Monitoring, checks and balances, operational audits. 

It is fun to stand at a white board and architect a new system. It is a lot less fun to go through an excel list of server names asking “what the hell do we even use this for any more?” Is this bucket private or public?  If it is public, is it necessary for the function of the bucket? If yes, what is in the bucket that we shouldn’t be storing? Audits like these are painfully detailed, boring and time consuming. No one gets a pat on the back for the work. When you do it well, it’s never noticed. This case feels like it should have been caught with any number of thankless boring internal operational audits.

That was a lot of data. Just physically someone should have seen “wow we’re storing gigabytes of data here, what is it? Why do we need it? Whose department is that for?” Clearly that didn’t happen. 

That data she took, it has to go over some cables. Even if there were good reasons to keep 14 years of data around, and even if you admit that HR policies are never perfect and the possibility that a former employee might be able to get through a gate, why was there no ability to see this huge amount of data being transferred over the network?
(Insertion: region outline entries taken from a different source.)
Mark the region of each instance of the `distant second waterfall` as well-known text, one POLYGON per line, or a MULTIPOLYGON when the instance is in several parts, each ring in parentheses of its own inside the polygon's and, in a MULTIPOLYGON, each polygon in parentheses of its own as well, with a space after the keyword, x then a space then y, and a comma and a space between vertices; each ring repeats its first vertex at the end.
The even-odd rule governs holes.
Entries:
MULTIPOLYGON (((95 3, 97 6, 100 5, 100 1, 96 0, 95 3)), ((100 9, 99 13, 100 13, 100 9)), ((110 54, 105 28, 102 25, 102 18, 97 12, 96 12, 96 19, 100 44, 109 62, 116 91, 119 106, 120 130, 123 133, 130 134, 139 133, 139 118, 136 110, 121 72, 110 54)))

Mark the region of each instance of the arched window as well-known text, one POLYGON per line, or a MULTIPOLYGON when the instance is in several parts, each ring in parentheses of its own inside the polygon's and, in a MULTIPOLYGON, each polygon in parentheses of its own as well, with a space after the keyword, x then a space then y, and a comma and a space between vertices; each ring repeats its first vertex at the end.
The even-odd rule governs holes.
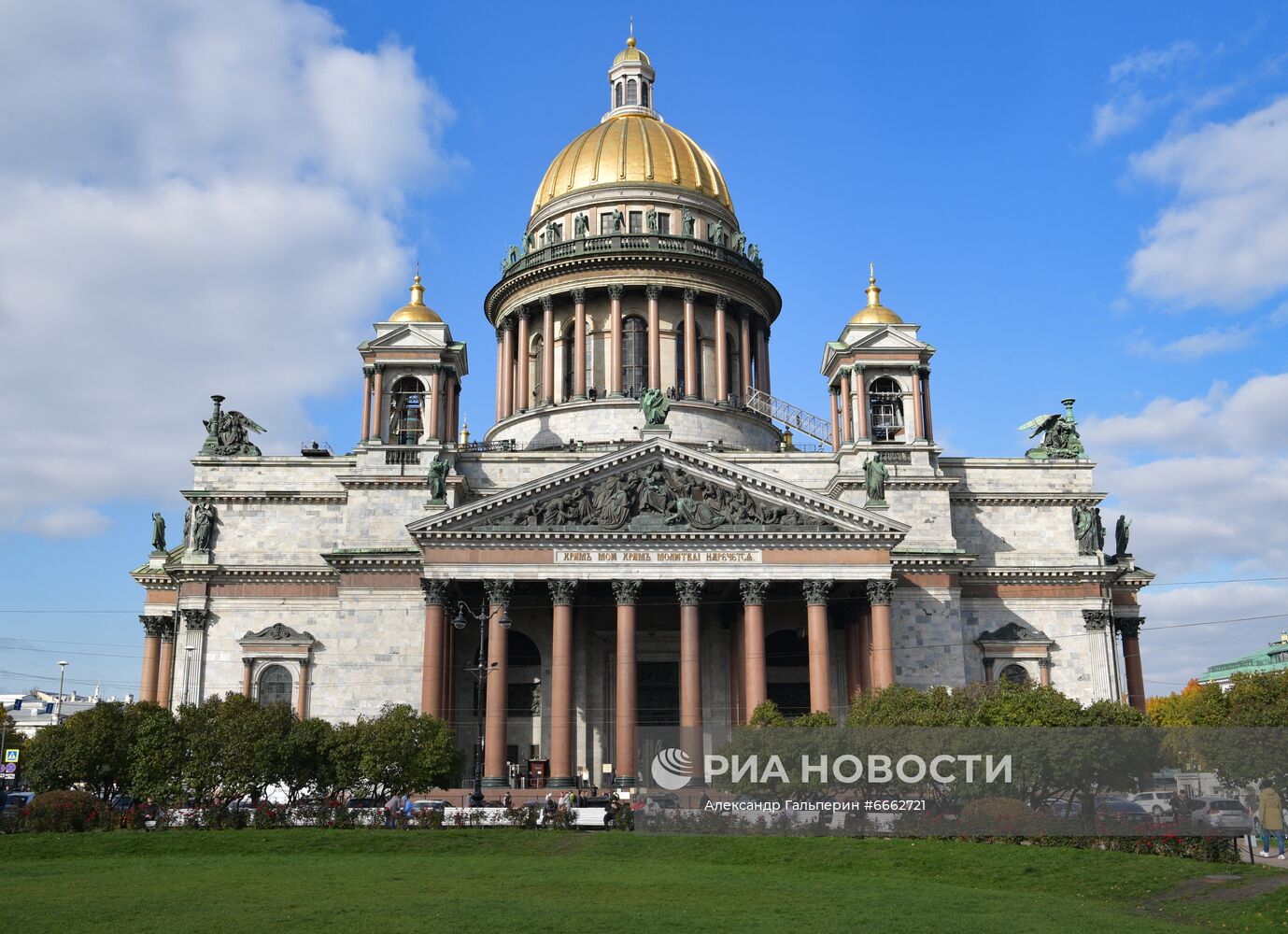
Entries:
POLYGON ((647 386, 648 325, 632 314, 622 322, 622 392, 639 396, 647 386))
POLYGON ((733 402, 739 396, 738 392, 738 357, 737 357, 737 343, 732 334, 725 335, 725 394, 729 401, 733 402))
POLYGON ((393 397, 389 403, 390 444, 420 443, 424 406, 424 389, 419 379, 415 376, 403 376, 394 383, 393 397))
POLYGON ((1002 674, 998 675, 998 679, 1010 681, 1011 684, 1028 684, 1029 672, 1023 665, 1007 665, 1002 669, 1002 674))
POLYGON ((291 703, 291 672, 281 665, 269 665, 259 675, 259 706, 291 703))
POLYGON ((538 334, 536 338, 532 339, 532 354, 531 354, 532 356, 532 398, 528 399, 528 402, 527 402, 527 405, 528 405, 529 408, 535 408, 537 406, 537 403, 541 399, 545 398, 545 396, 542 396, 542 393, 541 393, 541 390, 542 390, 542 385, 541 385, 542 376, 544 376, 544 374, 546 371, 546 368, 544 366, 544 363, 545 363, 545 359, 544 359, 545 352, 546 352, 545 340, 542 340, 541 335, 538 334))
POLYGON ((894 441, 903 432, 903 390, 889 376, 868 386, 868 419, 876 441, 894 441))
MULTIPOLYGON (((697 331, 697 329, 694 329, 694 331, 697 331)), ((698 363, 698 371, 693 375, 692 390, 688 389, 689 385, 688 374, 684 371, 685 356, 687 354, 684 353, 684 325, 680 325, 680 327, 675 330, 675 390, 680 394, 681 398, 692 392, 693 396, 701 399, 702 398, 702 335, 701 334, 698 335, 697 353, 693 354, 693 358, 698 363)))

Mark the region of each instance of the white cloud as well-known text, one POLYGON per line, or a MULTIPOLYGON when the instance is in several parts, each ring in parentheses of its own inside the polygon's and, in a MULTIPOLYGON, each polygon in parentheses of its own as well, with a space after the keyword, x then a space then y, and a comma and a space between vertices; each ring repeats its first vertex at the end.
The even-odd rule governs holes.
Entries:
POLYGON ((452 111, 301 3, 0 17, 0 527, 68 535, 191 482, 213 393, 265 450, 310 435, 406 276, 404 192, 457 166, 452 111))
POLYGON ((1131 290, 1182 308, 1239 308, 1288 286, 1285 152, 1282 97, 1133 157, 1137 175, 1177 195, 1131 259, 1131 290))
POLYGON ((22 531, 41 538, 90 538, 102 535, 111 519, 93 506, 54 508, 28 517, 22 531))

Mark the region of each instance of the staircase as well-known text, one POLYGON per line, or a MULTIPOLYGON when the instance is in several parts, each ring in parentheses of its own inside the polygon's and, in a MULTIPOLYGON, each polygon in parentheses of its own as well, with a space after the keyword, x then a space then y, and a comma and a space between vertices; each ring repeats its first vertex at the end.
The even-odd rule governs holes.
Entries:
POLYGON ((820 419, 813 412, 793 406, 791 402, 775 398, 760 389, 747 390, 747 408, 766 419, 781 421, 788 428, 793 428, 801 434, 808 434, 823 444, 832 443, 832 423, 820 419))

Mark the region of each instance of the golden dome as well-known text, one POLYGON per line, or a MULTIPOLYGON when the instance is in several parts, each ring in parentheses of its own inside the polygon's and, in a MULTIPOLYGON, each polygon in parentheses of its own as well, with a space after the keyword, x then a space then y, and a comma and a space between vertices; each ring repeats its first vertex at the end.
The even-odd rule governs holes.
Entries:
POLYGON ((687 188, 733 210, 724 175, 702 147, 661 120, 623 113, 590 128, 555 156, 532 213, 569 192, 629 183, 687 188))
POLYGON ((903 318, 881 304, 881 289, 877 274, 868 264, 868 304, 850 318, 851 325, 902 325, 903 318))
POLYGON ((648 55, 635 48, 635 36, 626 40, 626 48, 617 53, 617 58, 613 59, 613 64, 621 64, 622 62, 641 62, 648 67, 653 67, 653 63, 648 61, 648 55))
POLYGON ((440 325, 443 319, 438 312, 425 304, 425 286, 420 283, 420 273, 416 273, 411 283, 411 301, 389 316, 390 322, 420 322, 428 325, 440 325))

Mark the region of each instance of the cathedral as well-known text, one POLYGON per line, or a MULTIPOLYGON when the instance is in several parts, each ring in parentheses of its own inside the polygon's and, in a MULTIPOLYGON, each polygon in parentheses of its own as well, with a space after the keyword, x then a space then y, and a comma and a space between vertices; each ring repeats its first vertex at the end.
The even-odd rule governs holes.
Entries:
POLYGON ((358 347, 346 453, 263 456, 214 397, 183 542, 133 572, 142 700, 410 703, 464 748, 482 730, 487 787, 631 787, 641 728, 715 742, 765 700, 844 720, 890 684, 1144 706, 1151 575, 1123 522, 1105 550, 1073 399, 1028 455, 943 456, 935 348, 871 271, 819 334, 824 414, 775 397, 782 296, 654 81, 631 37, 607 112, 540 176, 483 296, 480 438, 460 399, 487 386, 419 273, 358 347))

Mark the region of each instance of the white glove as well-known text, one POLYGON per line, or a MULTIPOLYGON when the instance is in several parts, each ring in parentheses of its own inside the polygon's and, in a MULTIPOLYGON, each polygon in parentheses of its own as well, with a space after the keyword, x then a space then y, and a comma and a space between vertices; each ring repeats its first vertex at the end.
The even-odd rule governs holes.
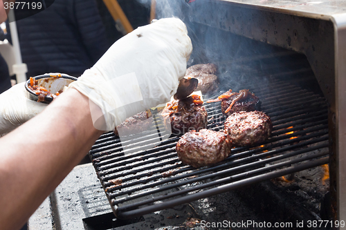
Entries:
POLYGON ((28 98, 25 82, 0 95, 0 137, 39 114, 48 105, 28 98))
POLYGON ((126 118, 169 102, 192 50, 183 21, 160 19, 117 41, 69 87, 89 98, 95 127, 111 131, 126 118), (93 109, 95 104, 102 113, 93 109), (97 125, 103 117, 106 124, 97 125))

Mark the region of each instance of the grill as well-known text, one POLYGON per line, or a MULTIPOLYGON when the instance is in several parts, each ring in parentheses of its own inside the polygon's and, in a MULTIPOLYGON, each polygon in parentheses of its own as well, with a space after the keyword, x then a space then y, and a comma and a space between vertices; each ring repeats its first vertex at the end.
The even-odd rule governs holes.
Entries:
MULTIPOLYGON (((113 133, 102 135, 89 156, 116 216, 140 216, 327 164, 325 99, 284 80, 268 77, 262 82, 249 88, 272 119, 271 138, 258 146, 233 148, 231 155, 213 166, 194 169, 183 164, 175 151, 179 137, 165 140, 170 135, 165 132, 160 133, 164 140, 143 150, 157 137, 156 129, 122 142, 113 133)), ((205 106, 208 128, 222 130, 226 117, 219 102, 205 106)), ((153 116, 154 127, 160 128, 158 115, 153 116)))

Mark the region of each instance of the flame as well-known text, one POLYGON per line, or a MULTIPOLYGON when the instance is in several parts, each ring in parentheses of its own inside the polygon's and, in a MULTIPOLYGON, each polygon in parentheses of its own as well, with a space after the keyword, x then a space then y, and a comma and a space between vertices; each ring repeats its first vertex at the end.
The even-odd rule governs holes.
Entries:
POLYGON ((323 171, 325 173, 323 178, 322 178, 322 184, 325 185, 326 180, 329 179, 329 166, 328 164, 323 164, 322 168, 323 169, 323 171))

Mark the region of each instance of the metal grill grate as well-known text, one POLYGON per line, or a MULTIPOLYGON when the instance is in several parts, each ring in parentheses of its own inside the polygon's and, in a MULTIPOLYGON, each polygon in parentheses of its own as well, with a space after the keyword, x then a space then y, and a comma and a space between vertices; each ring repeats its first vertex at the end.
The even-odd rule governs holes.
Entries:
MULTIPOLYGON (((328 163, 323 98, 284 81, 263 83, 251 90, 272 119, 271 138, 259 146, 233 148, 231 155, 211 166, 183 165, 175 151, 179 137, 143 151, 156 131, 122 143, 113 133, 102 135, 89 155, 114 214, 134 218, 328 163), (125 146, 131 153, 124 154, 125 146)), ((223 129, 226 116, 219 102, 205 106, 208 128, 223 129)))

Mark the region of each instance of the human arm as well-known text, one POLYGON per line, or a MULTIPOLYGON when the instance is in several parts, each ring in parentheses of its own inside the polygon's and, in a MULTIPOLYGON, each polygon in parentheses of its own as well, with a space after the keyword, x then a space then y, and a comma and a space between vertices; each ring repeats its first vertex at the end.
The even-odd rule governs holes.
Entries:
POLYGON ((75 89, 0 138, 0 227, 18 229, 102 133, 75 89), (39 189, 37 189, 39 188, 39 189))

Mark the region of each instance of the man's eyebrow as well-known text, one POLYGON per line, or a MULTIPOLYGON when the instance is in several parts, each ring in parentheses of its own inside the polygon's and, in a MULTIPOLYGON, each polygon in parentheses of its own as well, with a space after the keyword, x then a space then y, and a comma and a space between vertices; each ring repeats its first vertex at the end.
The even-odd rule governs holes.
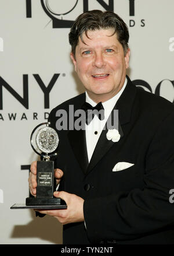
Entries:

That is a little like the former employee emerging back from the building with a semi truck and driving out the front gate. No one thought that was odd? 

There’s SIEM software that can be configured to look at network activity and report on things just like this. If she hadn’t been posting about her great feat on social media, would she have ever been caught?   

Look, none of us are perfect and this type of work is not easy. We’re not trying to beat up on Capital One here; they seem to be doing much better in handling this disaster than some others in past similar situations. They are certainly not alone. 

The big takeaway here for everyone should be a willingness to treat maintenance, operations, and security processes with the same excitement, budgets, and respect that building new things gets. This is the real challenge. We work in an industry where “move fast and break things” is the motto for one of the biggest players. We fawn over startup culture and the idea of two people building something amazing in their garage. Here at PortlandLabs, we’re super proud of how fast we can bang out a minimum viable product for just about any idea. It feels great launching something in six weeks that everyone told you was a six month challenge. That type of ability to sprint is great, but it’s an obvious culture that everyone wants to create.

What technology leaders need to focus on is fostering a culture where some junior systems person at Capital One who noticed 14 years of PII sitting on a server would put up a stink about it until it was deleted. We should be creating a process and culture where that person would instinctively know their career would be advanced for being the person who identified the mess and offered to clean it up. Instead we’re urging our brightest minds to “fail bigger” on agile development projects on tight deadlines that naturally lead to sloppy files left on servers.